Gromit: Benchmarking the Performance and Scalability of Blockchain Systems
Bulat Nasrulin, Martijn De Vos, Georgy Ishmaev, Johan Pouwelse

TL;DR
Gromit is a comprehensive benchmarking framework that evaluates blockchain systems' performance and scalability, revealing key trade-offs and sensitivities across different consensus models and network conditions.
Contribution
This paper introduces Gromit, a macro-benchmark framework for systematic, system-level performance comparison of blockchain solutions, addressing a significant research gap.
Findings
Transaction throughput does not scale with the number of validators.
Performance of permissioned blockchains is highly sensitive to network delays.

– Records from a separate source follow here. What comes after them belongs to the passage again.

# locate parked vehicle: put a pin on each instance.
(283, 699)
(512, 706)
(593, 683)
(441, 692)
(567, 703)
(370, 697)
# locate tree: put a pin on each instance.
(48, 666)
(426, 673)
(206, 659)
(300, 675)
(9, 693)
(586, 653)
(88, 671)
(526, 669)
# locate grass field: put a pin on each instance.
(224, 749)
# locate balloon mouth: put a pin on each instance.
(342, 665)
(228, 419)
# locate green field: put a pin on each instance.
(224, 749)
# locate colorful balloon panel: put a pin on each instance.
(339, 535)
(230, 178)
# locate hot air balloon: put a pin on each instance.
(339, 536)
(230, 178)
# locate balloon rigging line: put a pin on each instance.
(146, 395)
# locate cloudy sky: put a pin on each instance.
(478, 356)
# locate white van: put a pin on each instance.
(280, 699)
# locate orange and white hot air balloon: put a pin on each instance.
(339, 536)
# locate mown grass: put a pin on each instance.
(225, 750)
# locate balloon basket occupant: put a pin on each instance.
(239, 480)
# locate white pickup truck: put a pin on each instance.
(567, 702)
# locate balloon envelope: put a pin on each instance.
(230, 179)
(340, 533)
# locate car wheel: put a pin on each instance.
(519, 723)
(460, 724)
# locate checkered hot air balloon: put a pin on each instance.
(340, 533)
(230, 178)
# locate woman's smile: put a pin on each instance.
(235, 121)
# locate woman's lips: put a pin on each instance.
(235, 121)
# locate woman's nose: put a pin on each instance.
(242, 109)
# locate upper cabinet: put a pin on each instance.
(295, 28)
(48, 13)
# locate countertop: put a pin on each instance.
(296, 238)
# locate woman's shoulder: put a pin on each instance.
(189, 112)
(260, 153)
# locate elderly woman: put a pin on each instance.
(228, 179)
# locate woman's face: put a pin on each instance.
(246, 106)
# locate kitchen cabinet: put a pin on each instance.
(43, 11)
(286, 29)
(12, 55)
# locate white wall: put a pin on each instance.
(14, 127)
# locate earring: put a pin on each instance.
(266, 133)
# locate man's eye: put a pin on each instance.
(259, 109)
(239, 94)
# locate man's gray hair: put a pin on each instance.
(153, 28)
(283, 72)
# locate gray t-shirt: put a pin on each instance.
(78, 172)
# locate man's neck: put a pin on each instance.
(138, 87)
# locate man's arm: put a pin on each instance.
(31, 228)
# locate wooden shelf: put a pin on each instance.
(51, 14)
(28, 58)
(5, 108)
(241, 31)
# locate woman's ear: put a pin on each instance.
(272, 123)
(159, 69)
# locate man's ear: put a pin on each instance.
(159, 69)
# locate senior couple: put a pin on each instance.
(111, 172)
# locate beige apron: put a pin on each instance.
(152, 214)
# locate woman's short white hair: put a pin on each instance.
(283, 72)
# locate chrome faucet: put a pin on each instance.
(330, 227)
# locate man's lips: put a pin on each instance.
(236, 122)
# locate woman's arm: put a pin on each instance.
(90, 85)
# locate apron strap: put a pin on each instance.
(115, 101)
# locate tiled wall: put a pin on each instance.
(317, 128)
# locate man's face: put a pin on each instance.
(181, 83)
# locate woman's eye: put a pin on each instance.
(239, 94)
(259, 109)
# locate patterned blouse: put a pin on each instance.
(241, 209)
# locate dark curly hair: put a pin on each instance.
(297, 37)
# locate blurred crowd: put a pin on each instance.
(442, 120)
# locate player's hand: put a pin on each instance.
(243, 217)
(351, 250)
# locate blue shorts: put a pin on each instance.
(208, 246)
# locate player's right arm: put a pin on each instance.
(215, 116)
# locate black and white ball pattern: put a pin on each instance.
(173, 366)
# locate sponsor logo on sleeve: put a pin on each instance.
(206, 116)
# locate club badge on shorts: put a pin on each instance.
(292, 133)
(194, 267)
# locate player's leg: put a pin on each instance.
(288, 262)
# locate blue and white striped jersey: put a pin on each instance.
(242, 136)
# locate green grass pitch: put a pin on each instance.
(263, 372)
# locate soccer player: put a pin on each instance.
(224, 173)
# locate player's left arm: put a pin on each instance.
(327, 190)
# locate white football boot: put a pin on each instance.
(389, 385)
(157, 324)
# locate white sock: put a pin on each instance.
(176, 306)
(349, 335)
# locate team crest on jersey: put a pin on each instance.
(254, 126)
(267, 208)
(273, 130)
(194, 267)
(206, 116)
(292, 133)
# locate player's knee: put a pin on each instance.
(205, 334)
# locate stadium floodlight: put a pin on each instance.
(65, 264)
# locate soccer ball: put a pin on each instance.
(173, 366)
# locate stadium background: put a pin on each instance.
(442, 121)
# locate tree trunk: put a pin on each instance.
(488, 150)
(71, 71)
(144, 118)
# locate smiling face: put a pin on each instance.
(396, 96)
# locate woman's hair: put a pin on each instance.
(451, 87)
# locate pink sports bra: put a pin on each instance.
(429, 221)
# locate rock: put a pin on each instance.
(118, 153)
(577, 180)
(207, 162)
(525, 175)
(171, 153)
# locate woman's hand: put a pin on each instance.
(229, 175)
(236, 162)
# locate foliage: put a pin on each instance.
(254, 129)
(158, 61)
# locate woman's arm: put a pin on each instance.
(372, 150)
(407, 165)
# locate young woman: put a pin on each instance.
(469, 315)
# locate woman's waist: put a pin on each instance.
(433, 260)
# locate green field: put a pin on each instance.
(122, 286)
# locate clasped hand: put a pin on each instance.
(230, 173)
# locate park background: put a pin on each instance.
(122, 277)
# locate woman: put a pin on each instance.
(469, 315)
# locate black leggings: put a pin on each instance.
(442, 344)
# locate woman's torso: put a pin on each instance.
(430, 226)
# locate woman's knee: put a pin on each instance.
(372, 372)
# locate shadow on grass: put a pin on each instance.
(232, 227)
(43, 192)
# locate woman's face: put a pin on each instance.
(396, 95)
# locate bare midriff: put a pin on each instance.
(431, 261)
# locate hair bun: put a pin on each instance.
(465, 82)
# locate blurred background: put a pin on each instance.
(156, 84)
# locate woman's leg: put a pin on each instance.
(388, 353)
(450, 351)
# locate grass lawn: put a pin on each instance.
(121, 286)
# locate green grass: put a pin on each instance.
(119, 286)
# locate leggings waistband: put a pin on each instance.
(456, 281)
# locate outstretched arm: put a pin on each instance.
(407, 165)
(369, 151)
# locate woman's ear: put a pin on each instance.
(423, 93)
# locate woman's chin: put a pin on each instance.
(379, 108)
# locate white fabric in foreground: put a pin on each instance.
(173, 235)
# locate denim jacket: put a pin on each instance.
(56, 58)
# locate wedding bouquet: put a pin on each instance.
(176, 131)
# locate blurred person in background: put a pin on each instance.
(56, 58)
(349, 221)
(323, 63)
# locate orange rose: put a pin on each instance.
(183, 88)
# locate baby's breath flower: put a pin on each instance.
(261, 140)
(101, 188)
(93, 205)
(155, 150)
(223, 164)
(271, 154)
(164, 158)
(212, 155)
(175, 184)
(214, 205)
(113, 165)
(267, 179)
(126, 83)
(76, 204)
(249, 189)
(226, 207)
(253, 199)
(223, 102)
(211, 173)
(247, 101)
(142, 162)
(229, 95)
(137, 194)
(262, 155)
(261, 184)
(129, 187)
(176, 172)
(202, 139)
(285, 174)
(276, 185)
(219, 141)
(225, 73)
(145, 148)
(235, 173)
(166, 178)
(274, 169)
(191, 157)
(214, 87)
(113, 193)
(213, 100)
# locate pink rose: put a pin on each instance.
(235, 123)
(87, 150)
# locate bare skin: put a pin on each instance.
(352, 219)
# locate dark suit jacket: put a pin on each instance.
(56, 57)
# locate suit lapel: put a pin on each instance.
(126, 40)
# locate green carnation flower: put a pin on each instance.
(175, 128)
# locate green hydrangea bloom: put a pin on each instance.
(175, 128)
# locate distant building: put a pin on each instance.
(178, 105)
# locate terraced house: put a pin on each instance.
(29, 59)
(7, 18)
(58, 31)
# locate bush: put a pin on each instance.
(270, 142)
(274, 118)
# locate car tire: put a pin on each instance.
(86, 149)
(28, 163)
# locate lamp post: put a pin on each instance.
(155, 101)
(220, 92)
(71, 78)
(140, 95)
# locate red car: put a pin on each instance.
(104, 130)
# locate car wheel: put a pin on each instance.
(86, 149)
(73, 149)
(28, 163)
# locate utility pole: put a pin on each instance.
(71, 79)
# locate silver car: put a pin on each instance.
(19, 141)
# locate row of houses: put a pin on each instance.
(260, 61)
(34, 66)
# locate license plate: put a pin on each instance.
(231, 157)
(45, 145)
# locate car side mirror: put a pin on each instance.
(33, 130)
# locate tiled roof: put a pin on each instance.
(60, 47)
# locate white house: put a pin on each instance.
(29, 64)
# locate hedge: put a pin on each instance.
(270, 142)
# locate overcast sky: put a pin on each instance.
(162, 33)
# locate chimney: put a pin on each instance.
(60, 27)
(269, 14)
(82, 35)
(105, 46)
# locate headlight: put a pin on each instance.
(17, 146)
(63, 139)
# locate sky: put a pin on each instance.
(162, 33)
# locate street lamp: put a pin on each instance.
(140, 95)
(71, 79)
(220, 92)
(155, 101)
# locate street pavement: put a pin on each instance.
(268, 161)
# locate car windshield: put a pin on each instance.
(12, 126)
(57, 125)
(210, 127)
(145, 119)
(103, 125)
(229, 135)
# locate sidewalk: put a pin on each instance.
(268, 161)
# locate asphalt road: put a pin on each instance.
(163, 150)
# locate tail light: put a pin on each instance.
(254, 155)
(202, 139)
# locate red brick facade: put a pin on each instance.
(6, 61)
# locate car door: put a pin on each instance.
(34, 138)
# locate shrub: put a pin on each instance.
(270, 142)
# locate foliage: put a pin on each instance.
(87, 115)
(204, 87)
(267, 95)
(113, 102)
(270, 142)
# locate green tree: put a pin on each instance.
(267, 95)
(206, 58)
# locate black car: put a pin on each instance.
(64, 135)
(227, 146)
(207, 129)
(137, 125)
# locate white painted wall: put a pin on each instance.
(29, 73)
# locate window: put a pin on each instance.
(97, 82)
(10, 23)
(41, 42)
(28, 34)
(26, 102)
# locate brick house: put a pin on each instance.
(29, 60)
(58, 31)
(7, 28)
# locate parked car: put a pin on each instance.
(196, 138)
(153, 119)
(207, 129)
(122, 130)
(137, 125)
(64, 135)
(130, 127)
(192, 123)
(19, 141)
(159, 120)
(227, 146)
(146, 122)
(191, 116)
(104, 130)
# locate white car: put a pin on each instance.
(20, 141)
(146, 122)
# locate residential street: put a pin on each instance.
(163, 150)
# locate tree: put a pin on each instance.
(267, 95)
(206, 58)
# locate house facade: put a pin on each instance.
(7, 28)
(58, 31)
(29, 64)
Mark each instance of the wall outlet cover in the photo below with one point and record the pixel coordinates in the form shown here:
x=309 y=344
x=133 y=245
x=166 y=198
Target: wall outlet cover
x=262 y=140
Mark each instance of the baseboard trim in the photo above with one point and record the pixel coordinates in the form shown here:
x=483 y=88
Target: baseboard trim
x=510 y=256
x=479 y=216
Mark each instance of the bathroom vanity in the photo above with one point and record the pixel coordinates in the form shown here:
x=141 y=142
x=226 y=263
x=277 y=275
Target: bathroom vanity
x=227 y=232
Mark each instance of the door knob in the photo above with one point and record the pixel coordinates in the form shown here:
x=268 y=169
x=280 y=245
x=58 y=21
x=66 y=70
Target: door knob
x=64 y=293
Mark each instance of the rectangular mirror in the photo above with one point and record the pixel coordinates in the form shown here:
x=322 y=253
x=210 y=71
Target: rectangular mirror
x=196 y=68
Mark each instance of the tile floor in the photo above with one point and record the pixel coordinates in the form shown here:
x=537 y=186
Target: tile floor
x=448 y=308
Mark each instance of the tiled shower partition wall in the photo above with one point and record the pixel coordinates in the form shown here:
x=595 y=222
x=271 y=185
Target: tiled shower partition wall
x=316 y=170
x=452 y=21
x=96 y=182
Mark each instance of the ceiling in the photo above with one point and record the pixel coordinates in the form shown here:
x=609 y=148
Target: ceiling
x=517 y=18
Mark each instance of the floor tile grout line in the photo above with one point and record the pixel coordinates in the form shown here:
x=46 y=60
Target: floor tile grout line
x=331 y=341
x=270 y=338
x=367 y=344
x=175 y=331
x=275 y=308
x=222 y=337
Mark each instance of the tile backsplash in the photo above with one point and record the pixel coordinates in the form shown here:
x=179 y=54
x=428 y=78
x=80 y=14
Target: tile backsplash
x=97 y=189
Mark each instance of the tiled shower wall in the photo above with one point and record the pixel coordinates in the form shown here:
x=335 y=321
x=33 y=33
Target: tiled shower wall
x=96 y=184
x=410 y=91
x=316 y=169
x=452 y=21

Gromit conducted the largest blockchain performance study to date.
Abstract
The growing number of implementations of blockchain systems stands in stark contrast with still limited research on a systematic comparison of performance characteristics of these solutions. Such research is crucial for evaluating fundamental trade-offs introduced by novel consensus protocols and their implementations. These performance limitations are commonly analyzed with ad-hoc benchmarking frameworks focused on the consensus algorithm of blockchain systems. However, comparative evaluations of design choices require macro-benchmarks for uniform and comprehensive performance evaluations of blockchains at the system level rather than performance metrics of isolated components. To address this research gap, we implement Gromit, a generic framework for analyzing blockchain systems. Gromit treats each system under test as a transaction fabric where clients issue transactions to…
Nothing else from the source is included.